女性医師は出産や子育てにより、仕事を離れざるを得ない期間があります。14年の日本医師会の報告によれば、女性医師の就業率は、医学部卒業後すぐから低下し始め、35歳で76%まで低下し、その後、ゆっくりと回復しています。
一時的な離職も含めれば、医師になってから10年以内に86%の女性医師が離職します。女性医師が離職する理由の大部分が出産と子育てです。(注1)
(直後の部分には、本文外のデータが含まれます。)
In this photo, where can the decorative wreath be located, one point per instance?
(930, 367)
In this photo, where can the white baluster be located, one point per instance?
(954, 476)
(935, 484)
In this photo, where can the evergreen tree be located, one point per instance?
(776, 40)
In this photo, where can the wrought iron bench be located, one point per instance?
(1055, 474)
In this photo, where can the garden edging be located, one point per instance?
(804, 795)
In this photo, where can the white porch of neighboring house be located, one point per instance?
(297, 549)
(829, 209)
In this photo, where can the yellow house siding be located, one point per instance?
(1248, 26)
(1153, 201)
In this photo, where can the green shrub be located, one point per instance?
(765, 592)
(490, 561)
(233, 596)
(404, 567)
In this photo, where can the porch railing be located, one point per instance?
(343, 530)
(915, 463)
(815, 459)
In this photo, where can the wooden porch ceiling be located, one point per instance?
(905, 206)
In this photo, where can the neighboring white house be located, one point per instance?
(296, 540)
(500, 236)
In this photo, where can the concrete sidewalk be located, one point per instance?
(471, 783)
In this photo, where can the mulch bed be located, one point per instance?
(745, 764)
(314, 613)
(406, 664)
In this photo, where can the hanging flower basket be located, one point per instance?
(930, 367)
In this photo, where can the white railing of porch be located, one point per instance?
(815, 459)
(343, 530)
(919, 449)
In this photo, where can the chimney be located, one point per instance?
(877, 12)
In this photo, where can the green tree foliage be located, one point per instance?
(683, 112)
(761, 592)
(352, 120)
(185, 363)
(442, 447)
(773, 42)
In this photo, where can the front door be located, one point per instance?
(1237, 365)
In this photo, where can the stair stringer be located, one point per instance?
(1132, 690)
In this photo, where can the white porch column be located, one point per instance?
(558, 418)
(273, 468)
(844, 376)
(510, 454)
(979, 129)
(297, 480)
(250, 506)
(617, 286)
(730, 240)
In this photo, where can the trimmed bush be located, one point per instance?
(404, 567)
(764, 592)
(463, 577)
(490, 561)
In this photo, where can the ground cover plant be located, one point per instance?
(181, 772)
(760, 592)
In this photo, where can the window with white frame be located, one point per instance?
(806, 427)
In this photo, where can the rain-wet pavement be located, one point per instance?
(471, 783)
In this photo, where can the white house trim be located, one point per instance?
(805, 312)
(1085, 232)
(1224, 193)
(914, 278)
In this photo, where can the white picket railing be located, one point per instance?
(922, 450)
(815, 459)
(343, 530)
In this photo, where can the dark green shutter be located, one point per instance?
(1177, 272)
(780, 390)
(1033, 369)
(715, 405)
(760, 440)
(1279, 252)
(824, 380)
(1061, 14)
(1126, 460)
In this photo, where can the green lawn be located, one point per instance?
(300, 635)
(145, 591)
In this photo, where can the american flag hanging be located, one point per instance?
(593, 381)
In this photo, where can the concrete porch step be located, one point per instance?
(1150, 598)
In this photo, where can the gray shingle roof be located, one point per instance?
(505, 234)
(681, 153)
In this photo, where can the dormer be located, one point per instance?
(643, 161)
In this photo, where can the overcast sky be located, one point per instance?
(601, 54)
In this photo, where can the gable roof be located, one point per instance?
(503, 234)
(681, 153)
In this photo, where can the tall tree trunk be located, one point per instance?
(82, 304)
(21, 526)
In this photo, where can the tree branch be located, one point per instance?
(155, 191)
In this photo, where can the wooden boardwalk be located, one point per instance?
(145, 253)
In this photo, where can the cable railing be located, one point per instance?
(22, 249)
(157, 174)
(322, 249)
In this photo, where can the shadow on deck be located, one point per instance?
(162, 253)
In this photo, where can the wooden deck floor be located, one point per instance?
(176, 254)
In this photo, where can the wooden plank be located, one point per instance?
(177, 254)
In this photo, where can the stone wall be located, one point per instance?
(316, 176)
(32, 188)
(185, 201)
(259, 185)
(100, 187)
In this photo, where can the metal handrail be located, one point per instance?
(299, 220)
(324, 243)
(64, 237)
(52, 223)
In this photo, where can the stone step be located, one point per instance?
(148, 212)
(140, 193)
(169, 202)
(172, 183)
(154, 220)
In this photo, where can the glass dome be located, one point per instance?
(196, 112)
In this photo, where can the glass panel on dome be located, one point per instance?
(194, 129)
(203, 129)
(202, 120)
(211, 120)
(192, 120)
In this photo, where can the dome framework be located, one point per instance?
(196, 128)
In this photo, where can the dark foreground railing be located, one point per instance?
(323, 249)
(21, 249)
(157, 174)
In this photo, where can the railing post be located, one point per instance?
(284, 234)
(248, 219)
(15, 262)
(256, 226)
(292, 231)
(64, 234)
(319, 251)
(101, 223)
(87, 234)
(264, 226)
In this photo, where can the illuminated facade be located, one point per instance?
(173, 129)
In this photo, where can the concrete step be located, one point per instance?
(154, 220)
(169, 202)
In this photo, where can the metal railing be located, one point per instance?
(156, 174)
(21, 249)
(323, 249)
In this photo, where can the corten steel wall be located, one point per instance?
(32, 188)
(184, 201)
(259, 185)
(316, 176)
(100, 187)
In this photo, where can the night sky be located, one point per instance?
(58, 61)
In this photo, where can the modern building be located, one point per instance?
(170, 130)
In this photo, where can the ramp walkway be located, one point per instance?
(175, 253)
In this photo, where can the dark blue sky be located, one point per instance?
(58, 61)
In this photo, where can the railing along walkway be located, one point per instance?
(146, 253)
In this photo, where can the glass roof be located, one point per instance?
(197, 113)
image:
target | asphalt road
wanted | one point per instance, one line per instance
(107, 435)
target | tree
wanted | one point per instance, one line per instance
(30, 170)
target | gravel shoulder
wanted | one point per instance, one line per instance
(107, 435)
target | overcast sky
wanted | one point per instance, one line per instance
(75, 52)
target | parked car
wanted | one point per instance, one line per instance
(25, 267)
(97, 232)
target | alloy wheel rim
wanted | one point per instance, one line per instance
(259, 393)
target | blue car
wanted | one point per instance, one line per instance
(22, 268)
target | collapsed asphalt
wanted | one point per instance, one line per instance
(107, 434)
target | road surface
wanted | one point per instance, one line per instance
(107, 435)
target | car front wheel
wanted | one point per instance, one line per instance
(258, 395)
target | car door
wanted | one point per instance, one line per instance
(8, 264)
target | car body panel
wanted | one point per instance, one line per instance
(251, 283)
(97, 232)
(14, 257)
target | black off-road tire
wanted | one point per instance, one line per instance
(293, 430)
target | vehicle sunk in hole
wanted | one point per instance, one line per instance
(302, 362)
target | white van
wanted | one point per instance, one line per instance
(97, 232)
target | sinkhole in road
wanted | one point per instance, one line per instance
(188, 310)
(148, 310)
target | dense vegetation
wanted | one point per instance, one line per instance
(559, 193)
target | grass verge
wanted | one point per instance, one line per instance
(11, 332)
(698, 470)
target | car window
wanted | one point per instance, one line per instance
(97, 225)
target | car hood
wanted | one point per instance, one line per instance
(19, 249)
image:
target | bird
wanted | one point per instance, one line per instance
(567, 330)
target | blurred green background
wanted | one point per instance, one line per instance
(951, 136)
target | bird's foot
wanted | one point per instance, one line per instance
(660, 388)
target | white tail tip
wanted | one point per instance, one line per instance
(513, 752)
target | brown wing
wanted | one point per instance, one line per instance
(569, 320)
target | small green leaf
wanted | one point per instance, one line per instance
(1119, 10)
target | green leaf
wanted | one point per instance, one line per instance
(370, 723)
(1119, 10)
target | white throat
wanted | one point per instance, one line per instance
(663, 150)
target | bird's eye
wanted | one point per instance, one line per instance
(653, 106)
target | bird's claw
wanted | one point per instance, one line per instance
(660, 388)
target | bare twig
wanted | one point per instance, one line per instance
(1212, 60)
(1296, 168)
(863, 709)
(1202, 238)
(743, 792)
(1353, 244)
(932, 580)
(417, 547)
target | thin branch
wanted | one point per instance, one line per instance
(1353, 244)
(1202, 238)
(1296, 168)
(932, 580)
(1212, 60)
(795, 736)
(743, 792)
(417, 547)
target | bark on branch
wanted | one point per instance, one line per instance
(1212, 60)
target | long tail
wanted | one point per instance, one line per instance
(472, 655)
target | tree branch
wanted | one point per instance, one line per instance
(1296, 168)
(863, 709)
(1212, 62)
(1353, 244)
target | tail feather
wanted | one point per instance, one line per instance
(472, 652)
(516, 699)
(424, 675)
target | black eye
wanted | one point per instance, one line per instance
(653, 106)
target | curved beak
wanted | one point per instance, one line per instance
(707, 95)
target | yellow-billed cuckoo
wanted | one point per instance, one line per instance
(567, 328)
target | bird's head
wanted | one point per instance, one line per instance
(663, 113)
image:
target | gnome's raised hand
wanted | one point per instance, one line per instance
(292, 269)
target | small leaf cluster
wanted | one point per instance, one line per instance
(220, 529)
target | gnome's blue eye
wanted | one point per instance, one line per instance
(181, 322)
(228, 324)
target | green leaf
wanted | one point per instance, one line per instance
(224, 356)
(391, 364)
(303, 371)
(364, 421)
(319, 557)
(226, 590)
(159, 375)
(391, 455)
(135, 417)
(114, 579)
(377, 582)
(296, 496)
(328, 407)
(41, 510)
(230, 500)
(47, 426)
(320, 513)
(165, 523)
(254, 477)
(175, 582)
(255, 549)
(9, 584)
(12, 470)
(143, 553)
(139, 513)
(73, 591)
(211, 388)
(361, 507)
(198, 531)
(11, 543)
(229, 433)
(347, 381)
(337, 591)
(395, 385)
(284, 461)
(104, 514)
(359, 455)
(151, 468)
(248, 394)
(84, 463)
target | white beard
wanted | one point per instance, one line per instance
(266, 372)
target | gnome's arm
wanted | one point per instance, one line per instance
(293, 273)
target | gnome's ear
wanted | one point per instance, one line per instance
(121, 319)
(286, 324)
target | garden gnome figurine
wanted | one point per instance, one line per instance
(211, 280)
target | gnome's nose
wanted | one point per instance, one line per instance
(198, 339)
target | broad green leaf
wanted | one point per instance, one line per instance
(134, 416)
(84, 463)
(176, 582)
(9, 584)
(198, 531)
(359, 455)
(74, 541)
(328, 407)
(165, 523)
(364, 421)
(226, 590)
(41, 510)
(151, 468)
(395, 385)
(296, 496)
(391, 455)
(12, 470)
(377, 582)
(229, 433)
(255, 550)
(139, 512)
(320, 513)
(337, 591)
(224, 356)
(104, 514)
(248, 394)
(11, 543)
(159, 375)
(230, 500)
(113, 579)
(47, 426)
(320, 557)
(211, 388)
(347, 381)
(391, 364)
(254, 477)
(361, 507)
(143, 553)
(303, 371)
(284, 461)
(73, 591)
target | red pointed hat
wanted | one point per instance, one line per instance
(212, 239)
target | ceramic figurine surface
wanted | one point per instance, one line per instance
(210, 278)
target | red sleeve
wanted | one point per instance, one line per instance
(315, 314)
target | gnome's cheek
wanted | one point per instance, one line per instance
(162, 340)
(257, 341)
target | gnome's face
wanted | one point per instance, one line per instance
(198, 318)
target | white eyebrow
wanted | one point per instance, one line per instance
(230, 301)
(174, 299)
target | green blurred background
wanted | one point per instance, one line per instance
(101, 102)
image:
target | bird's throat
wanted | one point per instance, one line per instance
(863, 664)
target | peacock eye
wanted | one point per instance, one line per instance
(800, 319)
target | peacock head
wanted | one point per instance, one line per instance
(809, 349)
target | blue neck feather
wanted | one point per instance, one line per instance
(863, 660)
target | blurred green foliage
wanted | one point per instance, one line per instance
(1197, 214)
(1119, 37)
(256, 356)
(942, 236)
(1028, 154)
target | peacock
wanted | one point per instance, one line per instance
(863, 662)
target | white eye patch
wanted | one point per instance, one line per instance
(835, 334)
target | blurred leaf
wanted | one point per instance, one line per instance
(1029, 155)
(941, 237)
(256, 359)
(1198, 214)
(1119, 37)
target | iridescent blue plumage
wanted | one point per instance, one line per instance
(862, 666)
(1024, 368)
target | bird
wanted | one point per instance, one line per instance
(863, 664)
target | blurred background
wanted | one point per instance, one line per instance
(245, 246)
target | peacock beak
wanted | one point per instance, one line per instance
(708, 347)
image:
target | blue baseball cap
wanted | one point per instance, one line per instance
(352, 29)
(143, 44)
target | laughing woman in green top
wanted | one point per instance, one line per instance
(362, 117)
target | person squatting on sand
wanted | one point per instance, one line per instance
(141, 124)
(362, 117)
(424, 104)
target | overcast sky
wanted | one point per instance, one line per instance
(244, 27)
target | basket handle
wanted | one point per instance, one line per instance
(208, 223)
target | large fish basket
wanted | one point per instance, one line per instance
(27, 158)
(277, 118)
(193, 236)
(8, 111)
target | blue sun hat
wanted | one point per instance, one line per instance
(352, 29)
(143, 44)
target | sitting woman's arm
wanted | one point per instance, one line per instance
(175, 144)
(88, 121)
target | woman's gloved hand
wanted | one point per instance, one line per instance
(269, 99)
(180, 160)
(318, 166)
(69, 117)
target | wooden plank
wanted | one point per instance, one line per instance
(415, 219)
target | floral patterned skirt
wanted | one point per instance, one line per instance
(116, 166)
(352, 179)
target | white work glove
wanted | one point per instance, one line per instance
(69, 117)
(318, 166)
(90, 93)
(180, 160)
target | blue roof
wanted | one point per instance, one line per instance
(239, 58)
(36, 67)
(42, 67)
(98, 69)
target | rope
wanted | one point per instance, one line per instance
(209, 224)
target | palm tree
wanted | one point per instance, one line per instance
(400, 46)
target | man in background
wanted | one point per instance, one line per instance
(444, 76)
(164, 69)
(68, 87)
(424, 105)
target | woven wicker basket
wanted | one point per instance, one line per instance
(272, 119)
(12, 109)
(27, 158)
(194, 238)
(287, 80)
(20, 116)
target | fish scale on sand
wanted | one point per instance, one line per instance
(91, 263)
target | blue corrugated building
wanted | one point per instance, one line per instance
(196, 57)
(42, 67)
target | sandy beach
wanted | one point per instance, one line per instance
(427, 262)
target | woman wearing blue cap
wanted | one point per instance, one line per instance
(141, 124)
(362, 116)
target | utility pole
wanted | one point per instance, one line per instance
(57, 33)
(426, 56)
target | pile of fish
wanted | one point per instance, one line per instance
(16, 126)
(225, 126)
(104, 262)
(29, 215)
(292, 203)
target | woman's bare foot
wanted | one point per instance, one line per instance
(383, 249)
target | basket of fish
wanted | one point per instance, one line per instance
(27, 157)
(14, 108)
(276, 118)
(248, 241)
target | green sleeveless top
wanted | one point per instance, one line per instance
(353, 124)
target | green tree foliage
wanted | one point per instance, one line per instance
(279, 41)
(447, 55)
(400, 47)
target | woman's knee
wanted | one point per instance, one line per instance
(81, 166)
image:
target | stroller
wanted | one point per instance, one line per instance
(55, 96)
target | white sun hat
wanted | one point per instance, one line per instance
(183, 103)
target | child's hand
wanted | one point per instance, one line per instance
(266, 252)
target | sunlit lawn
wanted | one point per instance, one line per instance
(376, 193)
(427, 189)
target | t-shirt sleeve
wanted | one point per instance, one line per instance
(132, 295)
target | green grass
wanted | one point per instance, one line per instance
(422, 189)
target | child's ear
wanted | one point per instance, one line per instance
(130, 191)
出産・育児期間中の休職は女性の当然の権利であり、深刻な少子化問題を抱えている我が国では、むしろ支援すべきです。しかし、医師不足を議論する際には無視できない問題になりつつあります。
出産や育児による休職を考慮すれば、女性医師が労働できる時間を、男性医師より2割程度割り引いて考えなければなりません。
首都圏には、女子学生の多い医学部が多くあります。医学部に進む女性は今後も増えるでしょう。女性医師が増加すれば、医師を増やしても、その効果は限定的になってしまいます。
決して私は女性医師の増加を批判しているわけではありません。女性医師の増加は、日本の社会と医療にとって歓迎すべきことです。女性は男性と異なる視点を持ち、これまでの経験からして、リスクをとって行動する人が多いように感じます。
逆に、男性医師の多くは保守的だと感じます。安定した地位と所得が期待でき、親や教師の期待を意識して医学部受験を決めた人が多いのではないでしょうか。